Poème de sorcière
PAR MARIE-ANDRÉE GODIN
Je donne la main une ronde
à la cueilleuse la parleuse tisseuse l’accoucheuse
le blanc qui let la lumière in
les doigts pleins de paroles les savoirs à combustion lente
les langues glissantes plantées dans les mains
elles sentent la sueur, le vent, la nuit, la tourbe et le thuya
et le sexe et la mort et la vie
de langue-en-langue-en-langue
le sel, la vulve, la fougère, les grands troncs, le lichen, les cheveux, les écorces
les herbes, les bouches
les petites-filles de celles…
cueille
le feu l’été
la mousse à la face sud du tronc
les herbes aux mille-trous de la Saint-Jean
si une forêt est verte ou noire parle
aux arbres aux plantes au vent automne
hiver, les côtes, les rivières tisse
des vagues
et des grandes étoffes en laine trop chaude
la terre qui porte l’ambitieuse
les printemps verts de jaunes l’humus crotté des naissances
cerclées
des quatre côtés
Poème de la sorcière qui m’habite
PAR MARIE-CÉLIE AGNANT
TIRÉ DU RECUEIL ET PUIS PARFOIS QUELQUEFOIS…
PARU EN 2009 AUX ÉDITIONS MÉMOIRE D’ENCRIER
POURQUOI ?
C’est tout simple : ce poème est magnifique.
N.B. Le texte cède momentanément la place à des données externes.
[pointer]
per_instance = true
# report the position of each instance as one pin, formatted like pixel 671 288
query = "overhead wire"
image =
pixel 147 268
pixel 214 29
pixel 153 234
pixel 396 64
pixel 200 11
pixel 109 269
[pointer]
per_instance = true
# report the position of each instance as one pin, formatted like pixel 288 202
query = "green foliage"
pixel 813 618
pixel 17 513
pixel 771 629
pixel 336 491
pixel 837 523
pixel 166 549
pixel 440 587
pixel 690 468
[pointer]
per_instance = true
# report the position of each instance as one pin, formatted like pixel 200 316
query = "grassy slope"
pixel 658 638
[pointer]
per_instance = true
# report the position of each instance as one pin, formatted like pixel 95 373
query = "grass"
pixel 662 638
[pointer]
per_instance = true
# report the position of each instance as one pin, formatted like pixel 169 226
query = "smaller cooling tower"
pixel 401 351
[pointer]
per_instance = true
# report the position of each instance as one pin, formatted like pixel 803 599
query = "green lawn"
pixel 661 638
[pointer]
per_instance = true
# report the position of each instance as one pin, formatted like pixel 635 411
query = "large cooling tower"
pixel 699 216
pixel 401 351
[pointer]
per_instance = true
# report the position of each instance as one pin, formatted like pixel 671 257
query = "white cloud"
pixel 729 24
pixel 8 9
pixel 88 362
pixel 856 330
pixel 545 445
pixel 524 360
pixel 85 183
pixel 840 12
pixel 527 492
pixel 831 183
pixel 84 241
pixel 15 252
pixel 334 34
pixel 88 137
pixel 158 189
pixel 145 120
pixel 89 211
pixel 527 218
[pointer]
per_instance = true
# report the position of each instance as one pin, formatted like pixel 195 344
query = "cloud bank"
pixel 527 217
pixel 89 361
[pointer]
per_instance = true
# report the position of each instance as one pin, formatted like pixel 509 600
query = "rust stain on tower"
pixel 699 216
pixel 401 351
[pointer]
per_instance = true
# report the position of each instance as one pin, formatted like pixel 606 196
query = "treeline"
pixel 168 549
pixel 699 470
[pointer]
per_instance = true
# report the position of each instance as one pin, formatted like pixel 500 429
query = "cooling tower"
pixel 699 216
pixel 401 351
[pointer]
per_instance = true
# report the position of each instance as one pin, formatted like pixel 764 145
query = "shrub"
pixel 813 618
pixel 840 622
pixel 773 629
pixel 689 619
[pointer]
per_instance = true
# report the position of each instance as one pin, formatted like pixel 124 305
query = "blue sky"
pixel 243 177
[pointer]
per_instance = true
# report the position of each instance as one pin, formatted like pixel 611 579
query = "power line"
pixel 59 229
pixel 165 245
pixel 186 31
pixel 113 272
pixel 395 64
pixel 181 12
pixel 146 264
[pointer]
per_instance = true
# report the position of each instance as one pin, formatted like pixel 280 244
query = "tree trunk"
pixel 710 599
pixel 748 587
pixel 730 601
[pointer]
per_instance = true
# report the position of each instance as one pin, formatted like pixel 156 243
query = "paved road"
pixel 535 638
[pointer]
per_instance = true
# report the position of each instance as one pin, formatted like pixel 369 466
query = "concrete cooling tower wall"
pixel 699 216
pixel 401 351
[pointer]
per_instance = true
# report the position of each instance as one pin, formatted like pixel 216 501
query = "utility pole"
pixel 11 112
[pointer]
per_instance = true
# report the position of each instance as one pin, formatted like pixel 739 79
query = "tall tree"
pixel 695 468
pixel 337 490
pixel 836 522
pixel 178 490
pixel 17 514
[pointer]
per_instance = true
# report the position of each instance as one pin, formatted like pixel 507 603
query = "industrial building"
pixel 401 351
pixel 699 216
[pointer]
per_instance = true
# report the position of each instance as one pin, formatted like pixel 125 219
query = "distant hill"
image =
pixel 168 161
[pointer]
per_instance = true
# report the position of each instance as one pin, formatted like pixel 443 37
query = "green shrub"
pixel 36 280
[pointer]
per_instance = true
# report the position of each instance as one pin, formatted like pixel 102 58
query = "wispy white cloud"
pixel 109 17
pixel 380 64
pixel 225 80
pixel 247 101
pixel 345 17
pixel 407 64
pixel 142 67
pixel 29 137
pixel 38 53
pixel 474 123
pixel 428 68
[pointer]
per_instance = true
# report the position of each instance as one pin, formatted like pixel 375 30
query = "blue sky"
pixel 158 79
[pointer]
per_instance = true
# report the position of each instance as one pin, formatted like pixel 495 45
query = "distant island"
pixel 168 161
Et Marie-Célie a chaleureusement accepté qu’on le reprenne dans cette édition du Cahier.
– C. Prévost
Une dague contre ma gorge impitoyable, elle me provoque en duel Habile elle ajuste ma cuirasse
déjoue mes esquives démantèle les coques rompt les digues
puis elle dirige les flots, recueille mes larmes et mes aveux extrait les échardes
adoucit les grincements
L’œil aux aguets, la sorcière en moi se souvient et n’omet rien dans une simplicité étonnante elle réinvente mes ardeurs rebaptise mes ports d’attache
de mes voiles d’organdi
elle tisse un manteau de colère écumante et salvatrice
Je suis sans recours lorsqu’elle débusque mes monstres, les convie à la parade en plein jour
sans recours
lorsqu’elle dépoussière les intonations déchirantes de mes attritions rituelles apaise à coups de burin mes peurs et mes doutes
et me rappelle
qu’une femme meurt meurt et meurt encore pour renaître
autant de fois qu’il y a d’étoiles dans le ciel
La voix de ma sorcière
fureur implacable parfois rugit me pourchasse de sa mitraille Longtemps j’ai feint de l’ignorer
reniant la connivence qui nous unit timorée j’allais sur la pointe des pieds oscillant
titubant telle une soiffarde réprimant envie d’espace faim de lumière
Sa voix entêtante
ni hymne ni mélopée ses chants obsédants
ni oracles ni blasphèmes ses sentences éloquence d’usage
paroles d’abondance pour femme alchimiste
Écoute, écoute, dit-elle, la fontaine quand la fontaine en ton sein rit
ne te détourne pas des contradictions ni des confrontations de tes cuisses et
lorsque la fleur de tes mains sur les visages ne laissera plus
qu’une traînée de poussière vague et
quand toute la science de ton âme et toute la science de ton corps ne seront plus
qu’histoires émouvantes
Accueille à bras ouverts cette ultime déchirure fais-en un trophée
le sommet du monde…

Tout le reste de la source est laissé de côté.